また、人と人とのつながりが増えることで生まれるものとは――
最適な異動を実現するための戦略の描き方を聞いた。
メリットとデメリット
まず、ジョブローテーションの意義について考えてみよう。異動の最大のメリットは、さまざまな職務や職場での経験を通じて異なる考え方を結びつけ、一人ひとりが幅広い知識・スキルを習得できる点だ。会社の一員、そしてビジネスパーソンとして広い視野を身につけることは、組織、個人双方の利益につながるはずである。
適材適所の人材配置を実現できることも特色だ。ビジネス環境が変化した時に、従業員の配置を柔軟に変えられる仕組みは、日本企業の強みといえる。
また、ジョブローテーションは、よい意味でひとつの部署に愛着を持たせない制度でもある。同じ部署にいる期間が長過ぎると、次第にその部署中心の思考になり、全体最適よりも部署の利益を優先しがちになる。それを避けるには、所属部署への過剰な愛着が生まれる前に、他部署へ異動させることも一手だろう。
一方、デメリットもある。幅広い知識・スキルを身につけさせようとすると、育成期間が長くなりやすいことだ。中でも問題になるのは経営人材の育成である。特に変化の激しい業界の場合、年長のトップの価値観が時代と合わず、上手く戦略を描けないために機動力を欠く場合がある。その対策として昨今は、将来の経営者候補を早期選抜し、早くからハードルの高いタスクを与えて、異動のサイクルを速める企業が増えている。
他にも、異動を重ね、全体目線を獲得していくかわりに、周囲と同じような思考様式になる人が増える(集団浅慮)というマイナス面もある。新しい発想やイノベーションが生まれるような組織づくり、経験の獲得を心掛けたい。
見落としがちな部署への影響
もう1つ見落としがちな課題がある。それは、部署に与える影響である。
これまでは異動する本人にとっての効果は考慮しても、異動元への配慮についてはあまり論じてこられなかったのではないか。例えば、社内公募制度は、本人のキャリアや自律性を高める施策としては有効だが、一定の人数を超えて従業員が同時に異動してしまえば、部署として成立しなくなる可能性もある。
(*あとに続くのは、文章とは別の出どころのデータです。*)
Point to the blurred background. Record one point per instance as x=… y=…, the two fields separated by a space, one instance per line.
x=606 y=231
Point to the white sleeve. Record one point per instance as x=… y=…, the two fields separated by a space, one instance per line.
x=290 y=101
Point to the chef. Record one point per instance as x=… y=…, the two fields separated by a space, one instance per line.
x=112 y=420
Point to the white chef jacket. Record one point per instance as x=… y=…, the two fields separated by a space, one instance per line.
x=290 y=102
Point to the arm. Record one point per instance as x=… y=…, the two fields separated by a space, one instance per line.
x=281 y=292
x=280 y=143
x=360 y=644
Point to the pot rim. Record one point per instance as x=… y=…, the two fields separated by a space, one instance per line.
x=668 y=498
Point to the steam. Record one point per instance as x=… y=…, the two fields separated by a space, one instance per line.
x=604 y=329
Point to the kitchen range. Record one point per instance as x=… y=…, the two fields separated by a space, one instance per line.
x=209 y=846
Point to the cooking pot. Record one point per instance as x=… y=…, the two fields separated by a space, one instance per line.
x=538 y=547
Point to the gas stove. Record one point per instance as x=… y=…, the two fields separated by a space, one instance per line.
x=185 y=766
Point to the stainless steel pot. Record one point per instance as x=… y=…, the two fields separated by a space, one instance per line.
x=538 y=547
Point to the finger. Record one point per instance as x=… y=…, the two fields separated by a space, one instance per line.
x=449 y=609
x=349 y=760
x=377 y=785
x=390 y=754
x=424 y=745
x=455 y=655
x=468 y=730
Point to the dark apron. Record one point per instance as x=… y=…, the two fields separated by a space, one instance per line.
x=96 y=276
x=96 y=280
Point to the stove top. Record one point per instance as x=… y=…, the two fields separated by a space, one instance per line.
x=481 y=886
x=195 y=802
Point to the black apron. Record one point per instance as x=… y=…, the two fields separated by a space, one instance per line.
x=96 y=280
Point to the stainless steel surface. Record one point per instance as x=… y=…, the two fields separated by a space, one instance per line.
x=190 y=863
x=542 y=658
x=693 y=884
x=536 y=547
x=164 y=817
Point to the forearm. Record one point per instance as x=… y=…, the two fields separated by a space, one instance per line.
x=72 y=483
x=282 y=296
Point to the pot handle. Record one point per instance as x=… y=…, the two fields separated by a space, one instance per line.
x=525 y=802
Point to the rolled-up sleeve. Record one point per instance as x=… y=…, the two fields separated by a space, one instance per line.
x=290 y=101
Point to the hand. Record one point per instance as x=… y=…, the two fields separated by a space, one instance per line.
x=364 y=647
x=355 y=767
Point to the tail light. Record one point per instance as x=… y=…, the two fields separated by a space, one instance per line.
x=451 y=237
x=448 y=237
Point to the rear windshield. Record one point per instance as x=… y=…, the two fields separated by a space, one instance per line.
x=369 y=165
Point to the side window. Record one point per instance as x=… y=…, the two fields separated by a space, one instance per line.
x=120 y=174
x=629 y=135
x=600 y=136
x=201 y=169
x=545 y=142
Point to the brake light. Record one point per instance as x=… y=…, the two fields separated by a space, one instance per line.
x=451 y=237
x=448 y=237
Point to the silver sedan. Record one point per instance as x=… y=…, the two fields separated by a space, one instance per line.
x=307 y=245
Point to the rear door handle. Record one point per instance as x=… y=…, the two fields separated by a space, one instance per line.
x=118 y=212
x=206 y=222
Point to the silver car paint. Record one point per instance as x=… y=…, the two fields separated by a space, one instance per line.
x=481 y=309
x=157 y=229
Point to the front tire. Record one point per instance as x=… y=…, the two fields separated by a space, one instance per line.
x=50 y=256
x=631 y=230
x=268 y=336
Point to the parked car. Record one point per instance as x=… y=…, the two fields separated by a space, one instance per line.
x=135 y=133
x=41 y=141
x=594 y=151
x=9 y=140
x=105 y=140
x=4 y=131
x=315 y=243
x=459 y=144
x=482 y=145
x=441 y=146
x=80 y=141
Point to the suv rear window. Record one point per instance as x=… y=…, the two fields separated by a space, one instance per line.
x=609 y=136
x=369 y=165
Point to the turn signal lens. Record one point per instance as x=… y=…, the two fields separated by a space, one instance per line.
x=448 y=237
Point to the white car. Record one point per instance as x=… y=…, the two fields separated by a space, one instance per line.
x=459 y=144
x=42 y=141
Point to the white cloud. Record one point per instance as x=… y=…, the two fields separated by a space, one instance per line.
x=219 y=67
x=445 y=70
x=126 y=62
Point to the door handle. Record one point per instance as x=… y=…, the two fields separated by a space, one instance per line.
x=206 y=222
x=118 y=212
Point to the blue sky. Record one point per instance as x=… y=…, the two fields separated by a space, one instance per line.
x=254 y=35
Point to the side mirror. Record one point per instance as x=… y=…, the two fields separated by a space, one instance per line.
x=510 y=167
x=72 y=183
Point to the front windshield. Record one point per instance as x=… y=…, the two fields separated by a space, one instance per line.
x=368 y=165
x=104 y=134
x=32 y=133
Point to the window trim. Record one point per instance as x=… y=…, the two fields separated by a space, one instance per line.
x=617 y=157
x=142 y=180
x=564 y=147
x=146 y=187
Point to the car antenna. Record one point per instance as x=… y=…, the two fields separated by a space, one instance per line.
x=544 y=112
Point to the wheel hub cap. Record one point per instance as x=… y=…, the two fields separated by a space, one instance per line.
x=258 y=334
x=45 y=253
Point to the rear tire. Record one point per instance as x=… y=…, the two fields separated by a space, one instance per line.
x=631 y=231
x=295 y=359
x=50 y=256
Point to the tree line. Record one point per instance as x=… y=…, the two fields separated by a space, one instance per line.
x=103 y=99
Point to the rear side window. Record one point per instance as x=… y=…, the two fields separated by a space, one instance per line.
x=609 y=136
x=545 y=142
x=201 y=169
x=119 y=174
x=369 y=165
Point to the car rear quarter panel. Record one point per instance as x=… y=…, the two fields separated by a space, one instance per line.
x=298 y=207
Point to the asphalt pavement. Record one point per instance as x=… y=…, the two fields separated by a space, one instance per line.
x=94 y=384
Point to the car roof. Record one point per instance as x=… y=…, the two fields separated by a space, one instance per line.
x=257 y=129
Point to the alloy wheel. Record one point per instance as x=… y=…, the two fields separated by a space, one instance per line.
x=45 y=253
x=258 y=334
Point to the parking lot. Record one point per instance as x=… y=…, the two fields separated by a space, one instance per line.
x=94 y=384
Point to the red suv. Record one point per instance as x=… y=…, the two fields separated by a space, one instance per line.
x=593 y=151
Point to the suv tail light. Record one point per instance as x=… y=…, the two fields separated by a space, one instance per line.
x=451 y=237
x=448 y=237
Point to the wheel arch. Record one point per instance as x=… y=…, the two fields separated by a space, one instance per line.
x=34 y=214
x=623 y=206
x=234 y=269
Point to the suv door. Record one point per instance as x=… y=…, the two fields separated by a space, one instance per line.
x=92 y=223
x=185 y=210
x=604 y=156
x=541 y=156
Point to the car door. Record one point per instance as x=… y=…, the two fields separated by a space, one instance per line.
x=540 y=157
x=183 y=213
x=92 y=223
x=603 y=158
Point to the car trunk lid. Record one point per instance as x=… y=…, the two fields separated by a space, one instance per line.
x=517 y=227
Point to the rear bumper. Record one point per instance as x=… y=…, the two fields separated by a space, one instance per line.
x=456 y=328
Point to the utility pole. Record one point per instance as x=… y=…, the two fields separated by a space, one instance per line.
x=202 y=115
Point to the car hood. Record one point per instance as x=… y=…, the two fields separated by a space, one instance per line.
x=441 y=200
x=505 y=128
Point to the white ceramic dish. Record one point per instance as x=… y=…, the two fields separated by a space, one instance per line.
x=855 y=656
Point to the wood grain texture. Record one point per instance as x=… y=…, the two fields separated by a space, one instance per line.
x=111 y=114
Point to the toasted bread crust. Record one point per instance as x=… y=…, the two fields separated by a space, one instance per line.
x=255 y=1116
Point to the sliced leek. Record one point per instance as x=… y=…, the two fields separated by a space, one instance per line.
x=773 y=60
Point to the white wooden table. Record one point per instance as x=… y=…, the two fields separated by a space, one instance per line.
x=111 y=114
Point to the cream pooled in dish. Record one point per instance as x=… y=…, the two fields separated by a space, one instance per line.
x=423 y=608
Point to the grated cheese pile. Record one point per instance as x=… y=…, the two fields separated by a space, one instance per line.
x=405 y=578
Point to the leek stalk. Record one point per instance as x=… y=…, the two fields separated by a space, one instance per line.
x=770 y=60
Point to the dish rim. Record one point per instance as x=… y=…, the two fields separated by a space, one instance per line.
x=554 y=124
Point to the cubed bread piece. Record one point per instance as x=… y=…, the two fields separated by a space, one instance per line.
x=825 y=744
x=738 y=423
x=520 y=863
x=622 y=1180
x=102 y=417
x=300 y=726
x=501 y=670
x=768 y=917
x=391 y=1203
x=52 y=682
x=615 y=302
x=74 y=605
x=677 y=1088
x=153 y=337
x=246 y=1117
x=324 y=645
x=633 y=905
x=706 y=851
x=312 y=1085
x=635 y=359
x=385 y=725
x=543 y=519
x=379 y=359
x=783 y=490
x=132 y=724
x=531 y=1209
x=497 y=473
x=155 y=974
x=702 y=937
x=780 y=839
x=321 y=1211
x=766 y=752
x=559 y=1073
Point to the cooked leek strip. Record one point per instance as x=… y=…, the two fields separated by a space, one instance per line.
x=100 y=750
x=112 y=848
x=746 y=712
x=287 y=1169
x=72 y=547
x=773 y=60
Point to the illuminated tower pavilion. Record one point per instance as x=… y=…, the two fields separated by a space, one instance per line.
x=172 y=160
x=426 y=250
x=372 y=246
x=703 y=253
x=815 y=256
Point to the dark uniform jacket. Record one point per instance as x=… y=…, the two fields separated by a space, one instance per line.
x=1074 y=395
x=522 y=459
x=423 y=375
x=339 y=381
そのような事態を防ぐためには、各部署の異動人数を都度、制限することも必要だろう。もちろん、異動先の部署に与える影響も考慮すべきだ。
人が変わることで部署内の仕事も再編成せねばならなくなる。それがどの程度のインパクトをもたらすかといったことについても、人事は情報を蓄積して知見を持つべきだろう。
つまり、ジョブローテーションは、「異動する本人に何を学んでほしいか」「異動元が失うものは何か」「異動先の部署に何をもたらしてほしいか」という3つの側面から考える必要があるのだ。